CLOUD
German modelers show Siberian tundra could virtually disappear by mid-millennium
- Written by: Tyler O'Neal, Staff Editor
- Category: CLOUD
The climate crisis can especially be felt in the Arctic: in the High North, the average air temperature has risen by more than two degrees Celsius over the past 50 years – far more than anywhere else. And this trend will only continue. If ambitious greenhouse-gas reduction measures (Emissions Scenario RCP 2.6) are taken, the further warming of the Arctic through the end of the century could be limited to just below two degrees. According to supercomputer model-based forecasts, if the emissions remain high (Scenario RCP 8.5), we could see a dramatic rise in the average summer temperatures in the Arctic – by up to 14 degrees Celsius over today’s norm by 2100.
“For the Arctic Ocean and the sea ice, the current and future warming will have serious consequences,” says Prof Ulrike Herzschuh, Head of the Polar Terrestrial Environmental Systems Division at the Alfred Wegener Institute, Helmholtz Centre for Polar and Marine Research (AWI) in Germany. “But the environment on land will also change drastically. The broad expanses of tundra in Siberia and North America will be massively reduced, as the treeline, which is already slowly changing, rapidly advances northward shortly. In the worst-case scenario, there will be virtually no tundra left by the middle of the millennium. In the course of our study, we simulated this process for the tundra in northeast Russia. The central question that concerned us was: which emissions path does humanity have to follow to preserve the tundra as a refuge for flora and fauna, as well its role for the cultures of indigenous peoples and their traditional ties to the environment?”
The tundra is home to a unique community of plants, roughly five percent of which are endemic, i.e., can only be found in the Arctic. Typical species include the mountain avens, Arctic poppy, and prostrate shrubs like willows and birches, all of which have adapted to the harsh local conditions: brief summers and long, arduous winters. It also offers a home for rare species like reindeer, lemmings, and insects like the Arctic bumblebee.
For their simulation, Ulrike Herzschuh and AWI modeler Dr Stefan Kruse employed the AWI vegetation model LAVESI. “What sets LAVESI apart is that it allows us to display the entire treeline at the level of individual trees,” Kruse explains. “The model portrays the entire lifecycle of Siberian larches in the transition zone to the tundra – from seed production and distribution, to germination, to fully grown trees. In this way, we can very realistically depict the advancing treeline in a warming climate.”

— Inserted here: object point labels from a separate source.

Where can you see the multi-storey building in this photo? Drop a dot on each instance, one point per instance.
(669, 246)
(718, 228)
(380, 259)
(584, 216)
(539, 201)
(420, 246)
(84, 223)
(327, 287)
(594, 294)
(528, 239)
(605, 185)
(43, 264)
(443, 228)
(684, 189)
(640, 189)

The findings speak for themselves: the larch forests could spread northward at a rate of up to 30 kilometers per decade. The tundra expenses, which can’t shift to colder regions due to the adjacent Arctic Ocean, would increasingly dwindle. Since trees aren’t mobile and each one’s seeds can only reach a limited distribution radius, initially the vegetation would significantly lag behind the warming, but then catch up to it again. In the majority of scenarios, by mid-millennium less than six percent of today’s tundra would remain; saving roughly 30 percent would only be possible with the aid of ambitious greenhouse-gas reduction measures. Otherwise, Siberia’s once 4,000-kilometre-long, unbroken tundra belt would shrink to two patches, 2,500 kilometers apart, on the Taimyr Peninsula to the west and Chukotka Peninsula to the east. Interestingly, even if the atmosphere cooled again in the course of the millennium, the forests would not completely release the former tundra areas.
“At this point, it’s a matter of life and death for the Siberian tundra,” says Eva Klebelsberg, Project Manager Protected Areas and Climate Change / Russian Arctic at the WWF Germany, about the study. “Larger areas can only be saved with very ambitious climate protection targets. And even then, in the best case, there will ultimately be two discrete refuges, with smaller flora and fauna populations that are highly vulnerable to disrupting influences. That’s why we must intensify and expand protective measures and protected areas in these regions, to preserve refuges for the tundra’s unparalleled biodiversity,” adds Klebelsberg, who, in collaboration with the Alfred Wegener Institute, is an advocate for the establishment of protected areas. “After all, one thing is clear: if we continue with business as usual, this ecosystem will gradually disappear.”